As Ruff explains, an intelligent care system is put in place to manage patient care.

For example, in the case of an elderly woman with dementia and diabetes who lives alone, the workflow system enables the team of caregivers and medical practitioners to create a system that assigns tasks and alerts to ensure the patient’s care is continually monitored.

The team then meet regularly to discuss some of their more complex cases.

The team are paid on a value-contract basis and not on fee-based service. So, irrespective of which member of the team the patient sees, the practice and members all receive payment.

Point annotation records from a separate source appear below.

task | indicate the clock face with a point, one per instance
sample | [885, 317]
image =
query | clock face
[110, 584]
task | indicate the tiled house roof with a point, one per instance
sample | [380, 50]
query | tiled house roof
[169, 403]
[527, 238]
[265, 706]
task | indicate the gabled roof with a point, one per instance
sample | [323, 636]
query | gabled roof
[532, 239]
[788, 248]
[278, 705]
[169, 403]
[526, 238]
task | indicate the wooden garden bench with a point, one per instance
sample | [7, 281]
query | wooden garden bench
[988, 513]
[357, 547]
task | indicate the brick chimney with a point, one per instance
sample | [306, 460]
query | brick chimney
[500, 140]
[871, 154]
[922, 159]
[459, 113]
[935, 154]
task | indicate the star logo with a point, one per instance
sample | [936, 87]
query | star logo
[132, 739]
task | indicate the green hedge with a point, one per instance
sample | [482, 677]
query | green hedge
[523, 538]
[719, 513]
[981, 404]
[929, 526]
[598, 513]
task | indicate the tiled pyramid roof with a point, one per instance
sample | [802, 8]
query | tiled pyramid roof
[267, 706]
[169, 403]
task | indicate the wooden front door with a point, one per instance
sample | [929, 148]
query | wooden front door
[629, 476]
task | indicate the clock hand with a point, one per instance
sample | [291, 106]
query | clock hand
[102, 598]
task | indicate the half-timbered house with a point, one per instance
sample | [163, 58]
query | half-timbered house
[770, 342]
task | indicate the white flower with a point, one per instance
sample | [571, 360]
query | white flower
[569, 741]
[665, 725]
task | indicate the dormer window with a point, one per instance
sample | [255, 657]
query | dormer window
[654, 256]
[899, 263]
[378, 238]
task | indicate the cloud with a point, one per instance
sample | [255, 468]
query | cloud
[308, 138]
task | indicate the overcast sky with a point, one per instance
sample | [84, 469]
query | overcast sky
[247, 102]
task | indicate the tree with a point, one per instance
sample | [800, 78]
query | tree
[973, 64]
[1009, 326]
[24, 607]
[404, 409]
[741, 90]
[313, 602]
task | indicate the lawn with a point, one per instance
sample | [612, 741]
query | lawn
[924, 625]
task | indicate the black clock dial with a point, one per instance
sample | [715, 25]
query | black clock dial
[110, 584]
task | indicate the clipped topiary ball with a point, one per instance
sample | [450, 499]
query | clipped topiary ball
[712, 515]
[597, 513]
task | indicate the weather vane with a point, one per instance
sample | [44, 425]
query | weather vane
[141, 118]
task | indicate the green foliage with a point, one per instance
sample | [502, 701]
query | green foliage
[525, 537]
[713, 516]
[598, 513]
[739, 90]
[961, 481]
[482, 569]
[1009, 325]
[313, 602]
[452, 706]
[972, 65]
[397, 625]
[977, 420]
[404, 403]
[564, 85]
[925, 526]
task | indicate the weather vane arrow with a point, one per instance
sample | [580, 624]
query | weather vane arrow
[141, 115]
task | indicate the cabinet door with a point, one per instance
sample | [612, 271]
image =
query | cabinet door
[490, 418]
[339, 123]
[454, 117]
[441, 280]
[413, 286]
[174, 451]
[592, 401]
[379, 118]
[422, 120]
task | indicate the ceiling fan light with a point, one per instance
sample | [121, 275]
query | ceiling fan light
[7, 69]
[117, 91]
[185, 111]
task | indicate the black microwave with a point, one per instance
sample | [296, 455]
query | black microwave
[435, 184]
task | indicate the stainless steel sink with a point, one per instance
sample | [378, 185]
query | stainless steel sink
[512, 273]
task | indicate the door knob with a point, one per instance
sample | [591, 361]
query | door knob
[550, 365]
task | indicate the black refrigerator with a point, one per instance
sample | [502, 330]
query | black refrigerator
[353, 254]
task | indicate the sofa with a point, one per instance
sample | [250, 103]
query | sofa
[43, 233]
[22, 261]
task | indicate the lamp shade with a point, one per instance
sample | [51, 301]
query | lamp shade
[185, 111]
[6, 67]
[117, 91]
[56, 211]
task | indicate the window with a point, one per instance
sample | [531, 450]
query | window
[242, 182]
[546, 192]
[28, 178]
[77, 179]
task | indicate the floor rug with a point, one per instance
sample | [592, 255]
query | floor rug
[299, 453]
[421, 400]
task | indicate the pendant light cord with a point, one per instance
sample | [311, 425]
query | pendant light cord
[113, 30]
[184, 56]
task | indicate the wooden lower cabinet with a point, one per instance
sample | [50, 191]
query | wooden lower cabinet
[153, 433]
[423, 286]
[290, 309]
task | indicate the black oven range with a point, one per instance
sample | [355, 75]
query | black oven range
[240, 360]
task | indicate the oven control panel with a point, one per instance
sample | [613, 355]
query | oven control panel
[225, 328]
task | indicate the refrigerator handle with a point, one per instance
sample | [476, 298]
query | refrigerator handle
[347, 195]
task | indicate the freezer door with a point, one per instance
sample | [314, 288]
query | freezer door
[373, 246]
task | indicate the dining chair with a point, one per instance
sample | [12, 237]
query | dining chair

The value of the contract is based on the age and medical severity of the patient and they can charge higher fees if they routinely achieve certain outcomes. So, if the average rate of emergency admissions for diabetes is reduced due to good patient management, the practice can charge a higher fee. Thus, doctors are better paid for keeping their patients healthy rather than only earning money when they are ill.

This is not dissimilar to the concept of the village doctor in China where the family would pay a monthly fee to the doctor only when they were healthy. If they became ill, the doctor was not paid.

PPO Serve is engaging with Discovery Health and other medical schemes to roll out similar initiatives across the country.

Murphy da Silva believes this approach to medical funding would be positive in driving down healthcare costs.

“We need to restructure on the side of service providers as to how services are delivered and funded through a multidisciplinary clinic with incentives to deliver cost-efficient services.